Australia alerted to Fretheme worm

Australian businesses are being warned to install patches and signature files to protect against a worm variant which has surfaced in the US and Europe.

This morning anti-virus software vendor Trend Micro issued a yellow (medium) alert for what it refers to as Worm_Fretheme.E. Anti-virus vendors sometimes use different names for worms, and incidents of the W32/frethem.f@mm variant have also been logged in countries such as the US.

Andrew Gordon, managed services architect at Trend Micro, said that although Australian businesses seem to have avoided infection by Worm_Fretheme.E to date, there had been infection reports from several of its business units around the world, particularly the US.

Gordon said that, from what he could gather, the variant had been released in the US.

Worm_Fretheme.E is similar to other worms, in that it's an e-mail propagated .exe attachment, Gordon said. With this worm the subject line reads -Re: Your password!". The attachment is Decrypt-password.exe.

The message body reads: -ATTENTION! You can access very important information by this password. DO NOT SAVE password to disk use your mind now press cancel."

According to Gordon, Worm_Fretheme.E is fairly vanilla in that its only major difference from Worm_Fretheme.A is once you've been infected it'll try to connect to a raft of Web sites whose IP addresses are listed. Gordon said this was only to generate hits for the sites, rather than send anything to them.
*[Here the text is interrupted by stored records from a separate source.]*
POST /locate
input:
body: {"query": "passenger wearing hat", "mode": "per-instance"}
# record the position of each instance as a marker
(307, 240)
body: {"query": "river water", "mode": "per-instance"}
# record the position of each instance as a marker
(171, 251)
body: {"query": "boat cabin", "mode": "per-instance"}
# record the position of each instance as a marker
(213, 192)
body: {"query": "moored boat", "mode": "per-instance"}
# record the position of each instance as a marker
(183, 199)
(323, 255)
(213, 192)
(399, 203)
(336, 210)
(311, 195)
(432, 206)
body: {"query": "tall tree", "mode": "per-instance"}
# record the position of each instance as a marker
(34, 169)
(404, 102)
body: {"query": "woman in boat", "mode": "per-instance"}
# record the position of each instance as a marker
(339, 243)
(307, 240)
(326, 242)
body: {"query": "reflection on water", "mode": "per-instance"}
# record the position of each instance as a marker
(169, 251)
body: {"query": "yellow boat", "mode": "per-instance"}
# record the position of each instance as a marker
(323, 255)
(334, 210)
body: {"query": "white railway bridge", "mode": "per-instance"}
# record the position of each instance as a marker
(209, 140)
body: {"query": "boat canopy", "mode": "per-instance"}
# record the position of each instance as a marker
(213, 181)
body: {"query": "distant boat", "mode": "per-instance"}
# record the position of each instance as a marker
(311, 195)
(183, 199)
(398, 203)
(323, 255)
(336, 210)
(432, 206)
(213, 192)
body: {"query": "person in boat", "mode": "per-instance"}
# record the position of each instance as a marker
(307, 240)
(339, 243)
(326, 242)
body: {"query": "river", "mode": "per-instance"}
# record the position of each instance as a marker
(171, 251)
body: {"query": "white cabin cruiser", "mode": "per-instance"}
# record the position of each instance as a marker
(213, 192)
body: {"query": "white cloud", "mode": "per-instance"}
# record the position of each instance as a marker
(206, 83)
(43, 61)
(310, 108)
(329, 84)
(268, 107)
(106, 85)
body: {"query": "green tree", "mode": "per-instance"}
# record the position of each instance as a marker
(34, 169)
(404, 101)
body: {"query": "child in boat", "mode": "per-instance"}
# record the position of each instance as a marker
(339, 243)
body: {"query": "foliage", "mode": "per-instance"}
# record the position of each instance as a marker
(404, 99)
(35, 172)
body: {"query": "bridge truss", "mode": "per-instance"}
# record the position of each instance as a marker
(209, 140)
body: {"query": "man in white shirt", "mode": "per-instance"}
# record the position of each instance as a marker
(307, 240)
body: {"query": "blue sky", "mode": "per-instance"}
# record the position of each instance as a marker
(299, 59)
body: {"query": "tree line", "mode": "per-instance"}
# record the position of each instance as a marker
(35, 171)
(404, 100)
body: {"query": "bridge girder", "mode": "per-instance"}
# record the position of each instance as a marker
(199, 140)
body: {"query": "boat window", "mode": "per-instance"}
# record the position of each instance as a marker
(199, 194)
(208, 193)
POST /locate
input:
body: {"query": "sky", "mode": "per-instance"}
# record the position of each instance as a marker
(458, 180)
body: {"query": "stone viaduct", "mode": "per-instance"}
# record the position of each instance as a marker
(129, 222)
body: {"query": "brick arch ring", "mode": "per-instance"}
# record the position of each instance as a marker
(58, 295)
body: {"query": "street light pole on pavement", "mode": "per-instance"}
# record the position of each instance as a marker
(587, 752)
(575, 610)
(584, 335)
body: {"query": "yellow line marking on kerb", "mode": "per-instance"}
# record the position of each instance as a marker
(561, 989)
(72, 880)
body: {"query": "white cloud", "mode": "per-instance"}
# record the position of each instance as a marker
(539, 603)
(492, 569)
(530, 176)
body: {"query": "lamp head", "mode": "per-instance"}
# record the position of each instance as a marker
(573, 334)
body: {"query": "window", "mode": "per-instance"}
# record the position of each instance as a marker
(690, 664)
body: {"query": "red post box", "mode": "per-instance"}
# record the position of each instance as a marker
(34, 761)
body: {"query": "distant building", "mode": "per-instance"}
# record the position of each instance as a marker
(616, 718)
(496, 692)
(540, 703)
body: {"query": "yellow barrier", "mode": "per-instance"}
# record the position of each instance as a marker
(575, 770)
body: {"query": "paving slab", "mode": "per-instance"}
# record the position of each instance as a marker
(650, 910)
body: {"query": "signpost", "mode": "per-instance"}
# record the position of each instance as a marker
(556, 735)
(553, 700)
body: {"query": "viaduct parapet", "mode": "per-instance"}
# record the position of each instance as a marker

Ric Byrnes, director of support and services for Asia Pacific at anti-virus vendor Network Associates, said it had the w32/frethem.f@mm variant listed as low risk.

Byrnes said the variant had been discovered on Friday, with signature file, detection cleaning and removal released yesterday. He described it as a mass mailing worm, which affected Microsoft Outlook Express users.

According to Byrnes, the worm exploited a vulnerability in Microsoft's Internet Explorer, for which a security bulletin and patch had been issued early last year.

He suggested that, in addition to updating their anti-virus software protection, users also installed the latest security patches for IE.

However, Byrnes said Network Associates had seen minimal impact from this variant, and hadn't as yet recorded any incidents of it in Australia.

Paul Ducklin, head of global support at Sophos Anti-Virus, said it had only seen a few incidents of this worm, none of which had been in this country.

Worms, viruses and vulnerabilities have been on the minds of corporate users in recent months. Late last week, a visiting security expert warned Australian businesses that Klez could continue to cause headaches over coming months. Vulnerabilities, such as that found in version 9 of BIND, have also come to light in recent weeks.